Pobierając pliki z zaufanego i popularnego serwera jesteśmy przekonani o ich poprawności. Niestety nie zawsze tak jest. Przykładem może być tutaj serwer projektu Mozilla, na którym wykryto wirusa w jednym z dodatków do popularnej przeglądarki Firefox.
Szkodnik znajdował się w wietnamskim pakiecie językowym a dokładnie w zainfekowanym przez niego pliku HTML. Wirus trafił na serwer ponieważ w efekcie zainfekowania komputera autora wtyczki. Kod rezydujący w pliku HTML wykorzystywany był do wyświetlania niechcianych reklam, ale niewykluczone, że jego funkcjonalność była o wiele większa.
Programiści Mozilli nie są w stanie dokładnie stwierdzić, jak wielu użytkowników mogło pobrać zainfekowane rozszerzenie. Kod skryptu, rozpoznawany przez skanery jako HTML.Xorer, był częścią pakietu z rozszerzeniem do Firefoxa od 18 lutego. Od listopada ubiegłego roku został on pobrany 16 667 razy. W związku z tym, istnieje duże prawdopodobieństwo, że robak nie zaraził znacznej ilości komputerów.

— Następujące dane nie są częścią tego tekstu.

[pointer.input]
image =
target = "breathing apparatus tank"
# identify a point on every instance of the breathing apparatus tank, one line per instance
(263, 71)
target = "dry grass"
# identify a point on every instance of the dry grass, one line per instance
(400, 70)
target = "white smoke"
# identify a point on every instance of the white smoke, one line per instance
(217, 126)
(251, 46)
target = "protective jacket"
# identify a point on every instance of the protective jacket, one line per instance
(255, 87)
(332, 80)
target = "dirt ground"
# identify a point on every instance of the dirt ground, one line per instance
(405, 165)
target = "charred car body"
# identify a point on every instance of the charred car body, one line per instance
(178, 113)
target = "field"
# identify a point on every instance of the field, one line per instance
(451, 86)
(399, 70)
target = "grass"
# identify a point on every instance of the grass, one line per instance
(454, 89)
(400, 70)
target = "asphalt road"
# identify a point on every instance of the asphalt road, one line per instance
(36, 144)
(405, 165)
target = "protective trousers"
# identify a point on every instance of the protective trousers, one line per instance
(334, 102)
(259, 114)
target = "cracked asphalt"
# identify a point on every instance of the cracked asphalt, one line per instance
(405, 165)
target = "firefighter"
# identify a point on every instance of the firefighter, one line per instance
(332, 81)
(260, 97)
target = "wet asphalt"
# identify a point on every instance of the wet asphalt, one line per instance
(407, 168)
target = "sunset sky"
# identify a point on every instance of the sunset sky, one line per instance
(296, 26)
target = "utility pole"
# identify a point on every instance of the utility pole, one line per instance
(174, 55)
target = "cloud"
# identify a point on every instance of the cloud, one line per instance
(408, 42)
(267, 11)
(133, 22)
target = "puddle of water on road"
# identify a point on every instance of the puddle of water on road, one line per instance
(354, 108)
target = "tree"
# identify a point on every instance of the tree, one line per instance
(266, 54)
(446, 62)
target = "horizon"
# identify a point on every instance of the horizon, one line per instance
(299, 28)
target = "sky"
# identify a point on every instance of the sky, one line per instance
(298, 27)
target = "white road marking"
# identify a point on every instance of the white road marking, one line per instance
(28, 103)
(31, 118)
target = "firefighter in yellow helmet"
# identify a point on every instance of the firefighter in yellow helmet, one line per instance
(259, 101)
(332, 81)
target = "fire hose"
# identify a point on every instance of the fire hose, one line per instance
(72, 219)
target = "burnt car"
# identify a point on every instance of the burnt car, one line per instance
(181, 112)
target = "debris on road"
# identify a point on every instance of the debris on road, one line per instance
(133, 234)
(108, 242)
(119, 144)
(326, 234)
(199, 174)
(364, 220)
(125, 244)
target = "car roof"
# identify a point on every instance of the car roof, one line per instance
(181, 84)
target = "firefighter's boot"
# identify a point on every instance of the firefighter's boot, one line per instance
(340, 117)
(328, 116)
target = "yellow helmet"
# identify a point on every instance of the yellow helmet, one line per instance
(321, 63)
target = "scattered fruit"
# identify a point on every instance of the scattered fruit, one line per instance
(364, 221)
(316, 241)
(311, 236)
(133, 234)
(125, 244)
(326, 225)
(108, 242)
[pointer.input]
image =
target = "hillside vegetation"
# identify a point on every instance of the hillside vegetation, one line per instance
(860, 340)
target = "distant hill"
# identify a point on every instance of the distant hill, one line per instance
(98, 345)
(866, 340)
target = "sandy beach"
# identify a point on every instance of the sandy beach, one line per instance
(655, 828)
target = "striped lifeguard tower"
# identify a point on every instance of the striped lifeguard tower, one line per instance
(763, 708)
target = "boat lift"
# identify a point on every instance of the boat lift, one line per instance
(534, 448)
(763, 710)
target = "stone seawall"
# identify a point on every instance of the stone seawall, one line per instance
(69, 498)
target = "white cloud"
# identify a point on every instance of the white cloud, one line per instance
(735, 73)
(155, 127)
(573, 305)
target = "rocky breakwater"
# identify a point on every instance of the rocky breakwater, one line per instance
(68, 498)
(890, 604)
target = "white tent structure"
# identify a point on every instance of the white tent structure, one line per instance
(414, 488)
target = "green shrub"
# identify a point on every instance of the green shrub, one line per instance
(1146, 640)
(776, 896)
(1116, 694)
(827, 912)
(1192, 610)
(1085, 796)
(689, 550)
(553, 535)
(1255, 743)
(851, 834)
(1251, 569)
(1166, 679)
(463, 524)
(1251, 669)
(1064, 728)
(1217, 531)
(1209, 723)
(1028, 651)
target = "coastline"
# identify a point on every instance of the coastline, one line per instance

Dodatki do przeglądarki Firefox są wysyłane na serwer bezpośrednio przez swoich twórców. Istnieje więc prawdopodobieństwo, że pobierane rozszerzenie natrafimy na złośliwy kod. Aby zminimalizować ryzyko wystąpienia takie sytuacji, programiści planują codzienne sprawdzanie katalogów z dodatkami pod kątem obecności wirusów.